Já a tarde começou com apresentação do grupo TabokaGrande, que realizou apresentações musicais e receptivo aos participantes. Encerrando a programação, o cantor Aramys Rocha subiu ao palco do Pavilhão da Cultura e levou música regional ao público, fechando o dia com animação e valorização da cultura tocantinense.

O secretário de Estado da Cultura, Adolfo Bezerra, ressaltou a diversidade da programação desenvolvida pela Secult durante a feira. “A Agrotins também é um espaço de valorização da cultura tocantinense.

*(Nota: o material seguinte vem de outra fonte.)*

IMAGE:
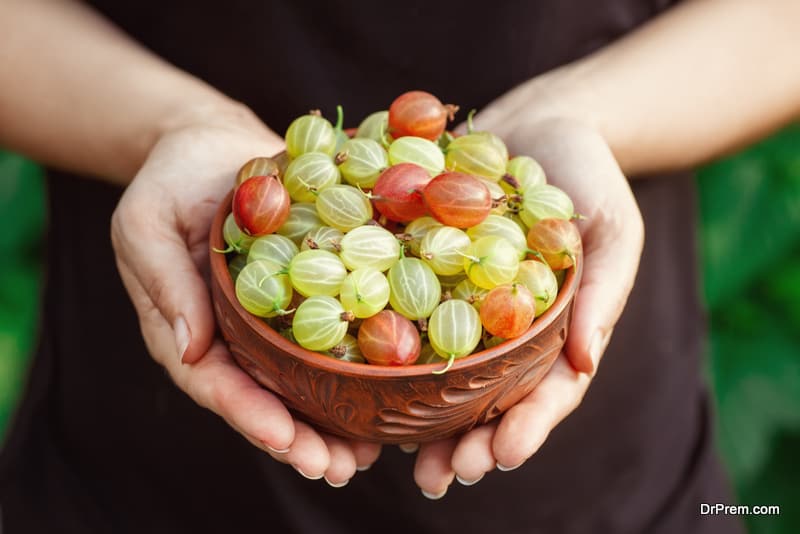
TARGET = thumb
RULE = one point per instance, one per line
(164, 283)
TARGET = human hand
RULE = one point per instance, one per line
(577, 159)
(160, 233)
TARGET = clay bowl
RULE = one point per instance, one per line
(388, 404)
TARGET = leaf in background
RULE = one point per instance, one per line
(21, 217)
(755, 378)
(750, 211)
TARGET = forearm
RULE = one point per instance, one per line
(705, 78)
(76, 93)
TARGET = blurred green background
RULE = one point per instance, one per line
(750, 246)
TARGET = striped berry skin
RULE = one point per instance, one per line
(260, 205)
(388, 338)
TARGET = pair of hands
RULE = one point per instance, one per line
(160, 235)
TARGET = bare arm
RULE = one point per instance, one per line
(77, 93)
(699, 81)
(703, 79)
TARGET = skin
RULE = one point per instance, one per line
(65, 72)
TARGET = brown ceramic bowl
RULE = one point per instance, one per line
(388, 404)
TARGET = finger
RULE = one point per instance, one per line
(217, 383)
(433, 472)
(342, 465)
(150, 248)
(473, 456)
(525, 426)
(308, 453)
(366, 454)
(613, 239)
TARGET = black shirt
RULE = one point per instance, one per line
(104, 442)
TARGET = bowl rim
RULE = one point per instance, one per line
(219, 271)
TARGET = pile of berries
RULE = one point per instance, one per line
(402, 244)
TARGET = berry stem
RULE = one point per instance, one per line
(471, 114)
(446, 367)
(339, 118)
(225, 251)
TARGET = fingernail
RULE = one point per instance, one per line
(305, 475)
(434, 496)
(339, 485)
(468, 482)
(597, 345)
(502, 467)
(276, 451)
(182, 336)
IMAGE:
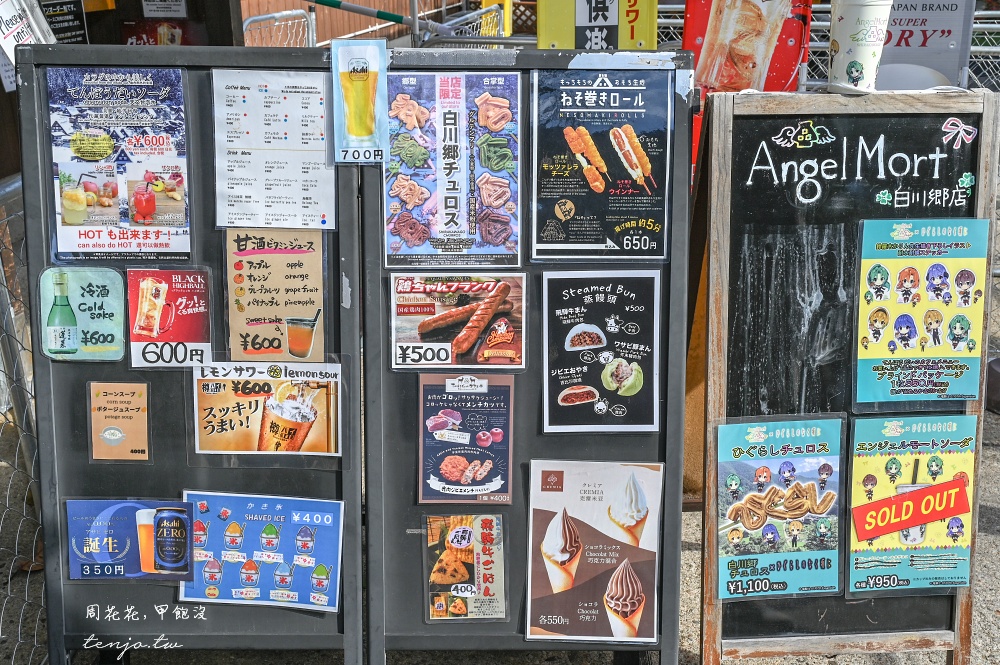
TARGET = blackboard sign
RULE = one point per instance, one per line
(791, 179)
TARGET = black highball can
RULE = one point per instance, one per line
(172, 529)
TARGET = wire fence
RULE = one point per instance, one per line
(23, 630)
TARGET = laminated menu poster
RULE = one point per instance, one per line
(911, 496)
(124, 539)
(465, 438)
(464, 563)
(119, 153)
(271, 130)
(256, 549)
(602, 348)
(83, 313)
(275, 295)
(601, 152)
(452, 176)
(260, 408)
(457, 321)
(594, 535)
(170, 317)
(920, 327)
(781, 509)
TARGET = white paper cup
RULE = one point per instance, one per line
(857, 33)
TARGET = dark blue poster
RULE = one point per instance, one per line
(255, 549)
(465, 438)
(113, 539)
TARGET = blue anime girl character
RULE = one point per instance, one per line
(855, 72)
(733, 484)
(878, 282)
(906, 330)
(958, 331)
(893, 469)
(935, 467)
(770, 535)
(964, 281)
(823, 529)
(937, 281)
(956, 529)
(787, 473)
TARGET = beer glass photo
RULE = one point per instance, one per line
(739, 43)
(358, 67)
(299, 333)
(149, 308)
(144, 522)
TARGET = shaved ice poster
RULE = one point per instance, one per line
(780, 508)
(254, 549)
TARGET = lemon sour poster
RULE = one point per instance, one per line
(911, 493)
(921, 309)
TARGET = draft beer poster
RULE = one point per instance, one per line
(274, 291)
(911, 493)
(119, 153)
(254, 549)
(920, 318)
(781, 508)
(452, 178)
(270, 149)
(260, 409)
(129, 540)
(169, 317)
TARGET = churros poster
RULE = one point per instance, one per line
(911, 493)
(920, 333)
(601, 163)
(465, 438)
(464, 561)
(602, 351)
(452, 175)
(255, 549)
(259, 408)
(594, 535)
(119, 161)
(780, 517)
(457, 321)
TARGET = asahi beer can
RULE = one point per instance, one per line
(172, 530)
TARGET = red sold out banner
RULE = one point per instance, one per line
(903, 511)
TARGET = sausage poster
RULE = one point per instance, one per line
(602, 351)
(457, 321)
(601, 164)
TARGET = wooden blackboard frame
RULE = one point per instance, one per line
(722, 108)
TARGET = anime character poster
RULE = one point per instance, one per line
(911, 494)
(780, 513)
(920, 315)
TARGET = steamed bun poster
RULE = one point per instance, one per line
(924, 542)
(920, 318)
(594, 535)
(780, 508)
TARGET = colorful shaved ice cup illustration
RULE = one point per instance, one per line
(250, 573)
(320, 578)
(234, 536)
(199, 534)
(305, 540)
(283, 576)
(269, 538)
(288, 417)
(212, 572)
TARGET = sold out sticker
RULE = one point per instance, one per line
(903, 511)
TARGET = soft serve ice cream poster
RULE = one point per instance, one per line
(911, 492)
(594, 549)
(260, 408)
(252, 549)
(780, 507)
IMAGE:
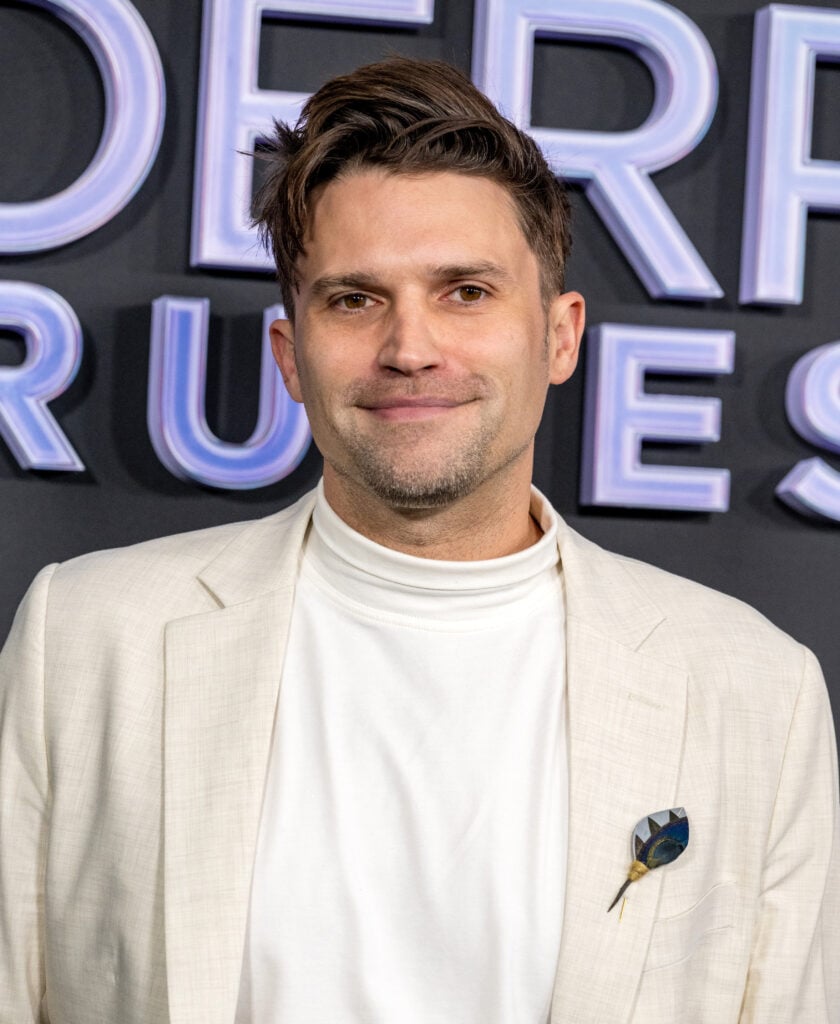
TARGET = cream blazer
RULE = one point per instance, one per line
(137, 693)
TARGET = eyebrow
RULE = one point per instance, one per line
(365, 282)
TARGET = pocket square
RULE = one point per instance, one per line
(658, 839)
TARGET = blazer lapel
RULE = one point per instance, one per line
(222, 679)
(626, 723)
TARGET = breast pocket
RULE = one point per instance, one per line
(676, 938)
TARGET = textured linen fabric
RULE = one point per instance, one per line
(411, 861)
(137, 697)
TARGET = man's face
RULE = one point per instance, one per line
(422, 347)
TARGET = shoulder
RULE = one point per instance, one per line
(165, 574)
(687, 624)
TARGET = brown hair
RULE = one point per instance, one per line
(406, 116)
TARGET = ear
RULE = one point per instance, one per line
(567, 316)
(283, 347)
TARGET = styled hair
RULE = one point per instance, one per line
(406, 117)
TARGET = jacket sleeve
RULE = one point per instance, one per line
(794, 974)
(24, 811)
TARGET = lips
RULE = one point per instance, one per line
(412, 408)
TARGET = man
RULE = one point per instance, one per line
(379, 757)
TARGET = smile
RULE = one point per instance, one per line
(407, 409)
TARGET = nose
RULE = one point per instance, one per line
(410, 345)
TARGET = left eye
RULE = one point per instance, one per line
(354, 301)
(468, 293)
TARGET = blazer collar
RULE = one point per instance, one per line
(222, 680)
(626, 723)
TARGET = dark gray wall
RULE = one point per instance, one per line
(50, 117)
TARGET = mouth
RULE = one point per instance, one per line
(406, 409)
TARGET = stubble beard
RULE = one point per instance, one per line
(401, 477)
(401, 486)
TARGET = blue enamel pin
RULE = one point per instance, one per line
(658, 840)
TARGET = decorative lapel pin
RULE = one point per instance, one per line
(658, 840)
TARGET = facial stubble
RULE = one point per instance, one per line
(467, 464)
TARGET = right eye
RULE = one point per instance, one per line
(355, 300)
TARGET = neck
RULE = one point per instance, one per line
(490, 522)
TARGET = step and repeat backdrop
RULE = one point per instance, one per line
(701, 140)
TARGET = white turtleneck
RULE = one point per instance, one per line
(411, 860)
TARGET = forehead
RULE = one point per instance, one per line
(389, 212)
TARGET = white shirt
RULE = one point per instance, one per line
(411, 860)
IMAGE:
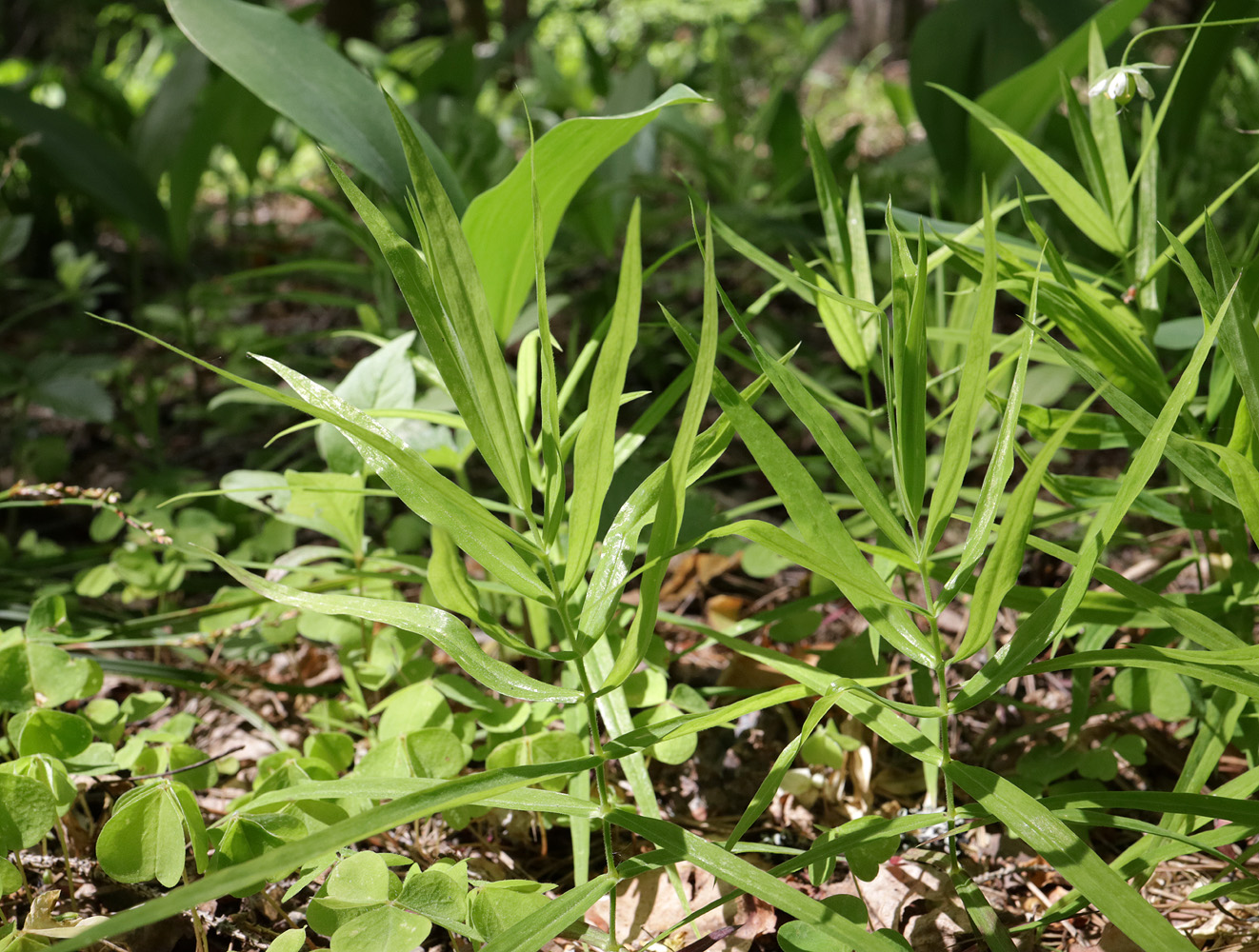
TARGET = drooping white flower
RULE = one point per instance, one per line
(1121, 83)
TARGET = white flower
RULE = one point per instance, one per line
(1121, 83)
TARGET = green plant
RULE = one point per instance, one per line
(950, 435)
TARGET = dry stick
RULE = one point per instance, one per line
(189, 767)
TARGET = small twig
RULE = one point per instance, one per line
(189, 767)
(53, 494)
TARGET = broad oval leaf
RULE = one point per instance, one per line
(497, 222)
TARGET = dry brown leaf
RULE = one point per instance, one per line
(648, 905)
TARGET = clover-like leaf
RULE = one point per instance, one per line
(27, 812)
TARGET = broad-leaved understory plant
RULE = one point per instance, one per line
(918, 515)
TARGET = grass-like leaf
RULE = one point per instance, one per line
(281, 861)
(441, 627)
(593, 455)
(496, 222)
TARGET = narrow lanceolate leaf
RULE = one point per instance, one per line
(1001, 569)
(669, 509)
(442, 628)
(769, 788)
(429, 494)
(995, 477)
(593, 456)
(1035, 632)
(1238, 336)
(831, 440)
(419, 486)
(280, 862)
(755, 882)
(793, 281)
(444, 293)
(909, 367)
(1071, 857)
(540, 927)
(969, 392)
(820, 526)
(863, 704)
(553, 463)
(844, 325)
(1068, 194)
(496, 223)
(621, 541)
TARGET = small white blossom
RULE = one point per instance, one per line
(1121, 83)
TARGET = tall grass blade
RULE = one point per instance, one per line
(594, 452)
(672, 499)
(960, 437)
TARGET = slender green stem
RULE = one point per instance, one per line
(592, 715)
(1201, 24)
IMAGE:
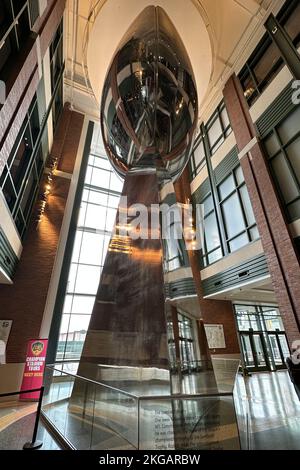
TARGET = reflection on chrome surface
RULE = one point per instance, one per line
(149, 103)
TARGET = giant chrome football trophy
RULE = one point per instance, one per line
(148, 116)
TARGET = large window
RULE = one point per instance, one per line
(265, 62)
(23, 170)
(198, 157)
(211, 137)
(238, 217)
(100, 198)
(283, 148)
(15, 25)
(56, 70)
(211, 249)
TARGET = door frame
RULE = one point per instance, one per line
(256, 367)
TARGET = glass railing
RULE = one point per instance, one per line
(93, 415)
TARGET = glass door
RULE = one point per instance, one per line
(247, 350)
(260, 354)
(254, 351)
(280, 349)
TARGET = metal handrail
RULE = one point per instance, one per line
(20, 392)
(145, 397)
(131, 395)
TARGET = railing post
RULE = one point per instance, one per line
(34, 444)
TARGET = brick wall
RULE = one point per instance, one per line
(24, 79)
(278, 245)
(24, 301)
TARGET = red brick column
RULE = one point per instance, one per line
(211, 311)
(24, 301)
(276, 239)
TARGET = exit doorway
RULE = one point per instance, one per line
(262, 338)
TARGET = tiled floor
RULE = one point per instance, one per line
(274, 416)
(274, 410)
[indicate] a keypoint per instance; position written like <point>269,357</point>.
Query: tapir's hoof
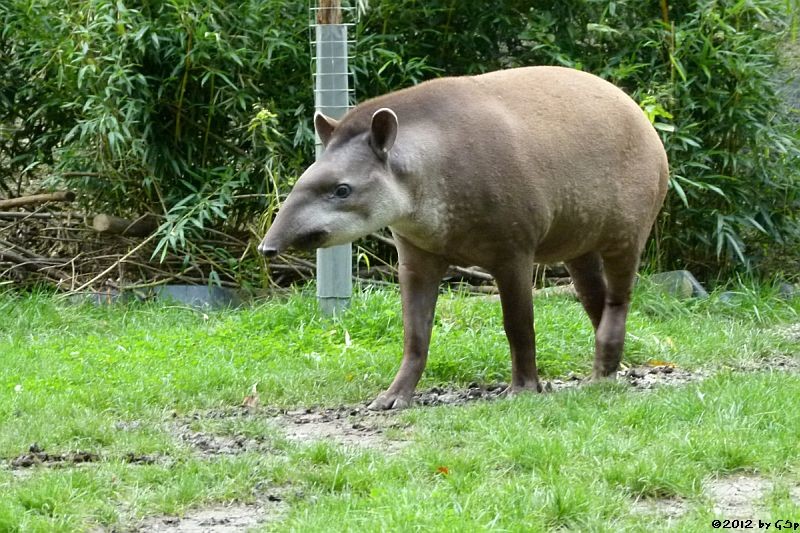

Hoje tivemos apresentações culturais, música, artesanato, oficinas formativas e atendimento aos municípios e aos artesãos. O Pavilhão da Cultura foi pensado justamente para aproximar o público das ações da Secult e fortalecer os nossos fazedores de cultura. É muito positivo ver a participação dos visitantes e o interesse pelas atividades desenvolvidas aqui”, afirmou o secretário.

Agrotins 2026

Com 26 anos de avanços e oportunidades, a Agrotins celebra uma trajetória de crescimento e inovação, consolidando-se como um dos principais eventos do agronegócio no Brasil. A feira é uma realização do Governo do Tocantins, por meio da Secretaria de Estado da Agricultura e Pecuária (Seagro), da Secretaria de Estado da Indústria, Comércio e Serviços (Sics), da Agência de Defesa Agropecuária (Adapec), do Instituto de Desenvolvimento Rural do Tocantins (Ruraltins), da Fundação de Amparo à Pesquisa do Tocantins (Fapt) e da Tocantins Parcerias, em parceria com empresas do agro, órgãos públicos e instituições de pesquisa e ensino.